Мое нутро всасывает в себя огромный мужской член, разгоняя по телу сладкую негу, от которой хочется рыдать. Какой же это кайф — дикарями заниматься сексом после тяжелого дня. Эти неописуемые ощущения — как благословение за пройденные испытания. Как прилив сил, глоток свежести.
Крепкие пальцы сжимают мое горло. Щетина приятно колет ухо и щеку. Крупные яйца неистово шлепают по моему лобку от каждого рваного толчка, каждый из которых кажется резче и глубже.
Я до крови кусаю губы, глотая рвущийся из горла крик. Метаюсь в агонии, скребя ногтями по стене и двигаясь навстречу Богатыреву. Наслаждаюсь терпким запахом его кожи и пота. Его глухими порыкиваниями. Его грубостью. Позволяю ему снова развернуть себя и будто куклу усадить на член.
Отнеся меня в спальню, Богатырев заваливается на кровать, где заставляет скакать на нем. Рвет мою блузку, лифчик. Сдавливает ладонями бугры груди с такой силой, что перед глазами сверкают молнии. Но остановиться не могу. Не хочу.
Дрожу, стону, глотаю слезы удовольствия, но продолжаю набирать темп, пока мы оба не содрогаемся в крупной конвульсии. Падаю на него и, тяжело дыша, шепчу:
— Я люблю тебя, Платон Богатырев. И если ты на мне не женишься, я тебя убью…

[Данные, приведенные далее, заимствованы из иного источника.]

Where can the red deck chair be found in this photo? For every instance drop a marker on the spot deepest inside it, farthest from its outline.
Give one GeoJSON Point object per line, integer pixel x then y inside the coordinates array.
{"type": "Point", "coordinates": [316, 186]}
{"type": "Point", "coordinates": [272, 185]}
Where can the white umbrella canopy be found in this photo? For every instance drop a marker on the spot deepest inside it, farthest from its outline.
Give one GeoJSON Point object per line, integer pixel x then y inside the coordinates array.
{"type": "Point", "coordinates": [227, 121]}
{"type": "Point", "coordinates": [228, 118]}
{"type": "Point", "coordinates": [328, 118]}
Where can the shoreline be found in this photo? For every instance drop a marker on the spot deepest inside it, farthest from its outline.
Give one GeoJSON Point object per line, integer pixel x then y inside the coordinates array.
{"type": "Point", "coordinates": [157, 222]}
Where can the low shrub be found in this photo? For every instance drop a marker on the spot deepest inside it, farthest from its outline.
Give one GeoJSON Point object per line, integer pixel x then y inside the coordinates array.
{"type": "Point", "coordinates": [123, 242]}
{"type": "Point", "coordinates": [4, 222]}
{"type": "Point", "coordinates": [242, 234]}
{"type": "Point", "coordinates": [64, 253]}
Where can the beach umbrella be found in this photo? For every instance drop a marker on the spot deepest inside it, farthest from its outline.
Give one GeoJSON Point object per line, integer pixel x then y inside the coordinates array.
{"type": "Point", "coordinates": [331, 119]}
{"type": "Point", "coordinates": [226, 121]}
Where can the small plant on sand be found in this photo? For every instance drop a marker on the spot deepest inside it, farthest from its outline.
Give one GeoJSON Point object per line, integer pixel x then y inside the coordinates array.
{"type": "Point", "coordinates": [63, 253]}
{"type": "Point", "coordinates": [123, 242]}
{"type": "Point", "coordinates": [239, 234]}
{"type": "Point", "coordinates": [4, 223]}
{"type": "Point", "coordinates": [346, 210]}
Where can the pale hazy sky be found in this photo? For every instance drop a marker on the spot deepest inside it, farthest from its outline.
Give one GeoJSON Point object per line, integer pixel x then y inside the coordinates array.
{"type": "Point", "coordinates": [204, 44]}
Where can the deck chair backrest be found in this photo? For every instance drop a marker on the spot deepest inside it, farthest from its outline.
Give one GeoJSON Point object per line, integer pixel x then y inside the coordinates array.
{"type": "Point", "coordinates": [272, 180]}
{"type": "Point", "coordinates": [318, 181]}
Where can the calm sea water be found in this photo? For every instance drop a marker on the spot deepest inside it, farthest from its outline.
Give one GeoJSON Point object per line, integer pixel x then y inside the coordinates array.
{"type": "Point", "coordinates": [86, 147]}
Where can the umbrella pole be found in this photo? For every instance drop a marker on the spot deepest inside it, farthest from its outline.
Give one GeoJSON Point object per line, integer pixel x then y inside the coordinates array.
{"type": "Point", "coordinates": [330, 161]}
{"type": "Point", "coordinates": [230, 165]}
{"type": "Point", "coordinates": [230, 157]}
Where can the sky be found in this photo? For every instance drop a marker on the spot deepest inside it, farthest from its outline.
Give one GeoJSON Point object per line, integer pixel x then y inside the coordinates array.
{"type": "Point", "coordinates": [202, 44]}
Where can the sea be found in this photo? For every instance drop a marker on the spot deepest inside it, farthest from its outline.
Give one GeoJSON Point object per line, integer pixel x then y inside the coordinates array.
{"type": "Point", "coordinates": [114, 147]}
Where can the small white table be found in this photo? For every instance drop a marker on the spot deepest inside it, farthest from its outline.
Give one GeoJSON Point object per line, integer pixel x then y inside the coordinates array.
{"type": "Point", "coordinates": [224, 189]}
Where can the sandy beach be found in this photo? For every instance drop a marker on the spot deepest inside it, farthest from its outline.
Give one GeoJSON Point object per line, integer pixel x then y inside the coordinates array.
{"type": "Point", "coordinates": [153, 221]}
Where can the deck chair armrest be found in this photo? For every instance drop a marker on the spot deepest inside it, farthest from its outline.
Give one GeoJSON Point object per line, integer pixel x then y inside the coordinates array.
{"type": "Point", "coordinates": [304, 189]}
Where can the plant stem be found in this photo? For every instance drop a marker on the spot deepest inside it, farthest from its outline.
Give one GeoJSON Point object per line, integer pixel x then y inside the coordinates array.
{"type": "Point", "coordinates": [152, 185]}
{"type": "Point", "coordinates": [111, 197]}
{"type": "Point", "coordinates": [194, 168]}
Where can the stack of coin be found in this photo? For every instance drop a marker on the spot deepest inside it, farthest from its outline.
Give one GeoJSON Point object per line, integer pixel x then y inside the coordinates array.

Он целует мои губы, извергаясь в меня горячим фонтаном, и шепчет в тон:
— Тогда выходи за меня, Рита.
Мы так и засыпаем в объятиях друг друга. Просто обессилев. Сойдя с ума. Потеряв сознание и счет времени.
Я просыпаюсь от шума воды. Кое-как разлепляю глаза и обвожу затуманенным взглядом сияющую рассветом комнату. Дверь в ванную открыта. Богатырев уже принимает душ. Видимо, только что ушел, потому что постель еще таит его тепло.
— Как спалось? — спрашиваю, когда он возвращается в спальню, обернув бедра полотенцем.
— Если тебя интересует, мучила ли меня совесть за подарок твоему бывшему, то я тебя разочарую. Нет, он мне даже не снился.
— М-м-м, — мурчу я, — Платон Богатырев шутит. Неужели хорошее настроение?
— Превосходное, — отвечает он без особого энтузиазма и достает чистые вещи из шкафа. — Мне нужно кое-что уладить. Потом позавтракаем.
Я сажусь в позе лотоса, обнажив перед Богатыревым свое разомлевшее ото сна тело и заставив его скрипнуть зубами.
— Твоя мама к нам присоединится?
Его взгляд отрывается от моей груди и вонзается в лицо.
— Нет. Ее уже жду в психушке.
Богатырев абсолютно невозмутим. Одевается с равнодушием и даже ленцой. Пугает меня до чертиков болезненным осознанием, что я без памяти полюбила такого жесткого человека.
— Должен быть другой выход, — бормочу, прикрываясь простыней.
— Его нет, — спокойно отвечает Богатырев. — Поверь, Рита, я все перепробовал. Я семь лет надеялся на улучшения. Но с каждым днем становится только хуже. Ее болезнь прогрессирует. Она становится опасной. Эта женщина — бомба замедленного действия. И когда рванет, плохо будет не только ей, но и всем близким.